My First Try (This doesn’t end well, folks)
Wow, right?!?! Doesn’t that look like a just lovely LFL? This was my first go, and like I said above, it didn’t end well. I bought an old kitchen cabinet with a glass door from a thrift store, painted it in oh-so-pretty hues, nailed on a roof (made from an old board I found in my garage), placed it on a foundation of bricks I found in a shed in my backyard, and filled it with books I had been collecting for this purpose.
Mistakes were made, friends. What my original Little Free Library possessed in style, it completely lacked in durability. 🙁 Two big storms left it (and most of the books within) completely destroyed.
A Second Chance
When my local alt weekly newspaper, The Free Times announced they were getting new newspaper boxes for their paper, I immediately sprung into action. I DM’d them and asked what they were doing with their old ones and if I could have one. They gave me the address for a parking lot where they said the old boxes would be until they were picked up for recycling a few days later.
As I pulled up, my jaw dropped.
I waded through this sea of once-iconic, now kind of sad-looking Free Times boxes, looking for one that was in fairly good shape.

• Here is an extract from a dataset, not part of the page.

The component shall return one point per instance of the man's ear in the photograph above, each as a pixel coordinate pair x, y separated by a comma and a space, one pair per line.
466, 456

Some were eaten up with rust. Some were missing their plexiglass windows. Some had broken doors.
I went with the box, rather than stand version for two reasons:
One: I thought it would be a little more stable.
Two: I could lift it into my car (Does anyone else develop super strength when it comes to roadside finds like this?)
Now the work began.
First, I peeled off the large stickers from the front and sides.
Then, I gave this thing a vigorous cleaning while wearing thick rubber gloves. I went with the assumption that anything could have happened to/in this thing (a friend who delivers for this publication told me this was a safe assumption), and I wanted to leave it STERILE.
After the box had dried, I sanded it all down with my small electric sander, making sure to remove any bits of rust, but also to rough up the paint enough to give the new paint a surface to adhere to.
Now for the fun part!
I covered the plexiglass…
I ended up using three cans of paint to fully cover the box, making sure to let each coat fully dry before adding a new one (Patience!).
I also added some duct tape both inside and outside near the top in the back where there were two dime-size holes to make it as weather-resistant as possible. I didn’t want anything to get on my books!
Finally, I grabbed a few pretty ceramic knobs I had purchased for a since-abandoned project and used them to fill the small drill holes on the bottom of my box, and used a few paint pens I had on hand to properly market my new creation!
DON’T WORRY ABOUT THE CACTUS! There are no little kids in my neighborhood, and no one has been hurt by it. 🙂
I’m happy to report that my LFL has been up for months, and seems to be handling the test of time and weather really well! Moisture hasn’t been an issue, and my paint job is holding up nicely! My neighbors have been using it and the selection changes every week!
Because I’m a nice person, I also let all of my friends know the boxes were up for grabs when I got mine. Here’s what my friends Rebecca and Ellis did with theirs!
So, if you also have a yearning for a Little Free Library of your own, I’d recommend reaching out to your local publications and see if they have an old box or two that they might be willing to part with! You might just end up with the FREE little free library of your dreams!